20 thoughts on “Q Meter Measures… Q, Of Course

    1. Not as much as you’d think. Superconductivity is very much a low frequency phenomenon. Once you up the frequency you start dragging magnetic vortices back and forth along the surface of the conductor as the field fluctuates. Since that requires the application of work the losses increase with frequency and the Q decreases accordingly.

  1. I don’t think it’s “forgotten” like the grid dip oscillator. But most people don’t need to measure Q. I can’t think of a modern version. The GDO had a lot of functions when test equipment was rare. Other things have taken over as test equipment became cheaper.

  2. Or let’s simply build quality coils again.
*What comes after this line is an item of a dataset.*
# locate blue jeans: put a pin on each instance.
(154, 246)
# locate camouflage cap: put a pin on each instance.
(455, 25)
Like hand-woven air-core coils, spider web coils (2D), comb coils (3D) etc.
    in short, shoot those overrated Amidon coils to the stars and use coils with a decent amount of quality factor.

    We’re living in amazing times, because we still remember the early days of radio technology
    and have access to modern manufacturing processes and digital technology.

    This puts us in the conveniant situation of perfecting them both by combining them! ^_^

    With a 3D printer, we could print out forms of spider web coils or tools for making them easily.

    I’m sincere. I’ve build many spider web coils myself and their Q
    was noticable better than that of air coils or ferrite coils.

    So please every, give it a try, at least. Old fashioned coils can be great, still.
    And making them is an art, a craftmans ship. So it’s definitely worth trying out.

    The variometer coil, for example, is *very* fascinating. It deserves a second chance, too.




      1. I think his nitpick was with “Booton” when it should be “Boonton”. I’m taking his word that there’s a typo.

        Everyone knows HP started in a garage making an audio oscillator with a light bulb.

        1. Yeah, the typo is in the first link.
          I do like old skool gear, but my space is limited, so it is mostly smaller stuff (e.g. Bakelite meters, Heathkit GDO, HP 200C or D,
          vacuum tube tester, Hickok O-scope and sig gen)

  3. There is a thread on groups.io in the Test Equipment Design and Construction group about designing and building a Q-meter.
    It’s above my pay-grade so I’m just waiting for the design to reach a point that it can be relatively easily replicated to build my own.

  4. This parameter is relevant in power system engineering, but is called the X to R ratio. It impacts the performance of the system under transient (especially fault) conditions, and needs to be considered when assessing capability of equipment. Particularly circuit breakers.

    1. Depending on whether you are serious, yes, it does. Another way to define Q is the resonant frequency divided by the bandwidth. A higher Q means a narrower bandwidth. Maybe ‘more selective’ depending on what you are looking for.

      Yet another way to define it is energy stored in a oscillator divided by the energy dissipated per cycle. So, less energy being dissipated means a higher Q. A higher Q oscillator will keep ringing for a longer period of time after the driving signal is removed.

      (A very high Q oscillator will also take a long time to really get up and fully oscillating as you also can not shove much energy into it each cycle. You might find that you have to buffer up stuff you want to transmit as you are waiting for the oscillator to get fully going. Don’t ask me how I know this.)

  5. I designed a Q meter and it appeared in an article in the Australian Silicon Chip magazine, January 2023.
    I am currently working on an improved design that uses a scanning signal generator and peak voltage detector to automate the measurement. Just connect the coil and press start and within 10 seconds it will find the peak frequency. Q measurement is from 5 to 300 and the frequency range is from 90MHz to 100 kHz the high and low values may be selected. It gives a readout of Q, frequency and inductance on an LCD screen and runs off three AA cells. The design is near complete and it will feature in Silicon Chip later this year.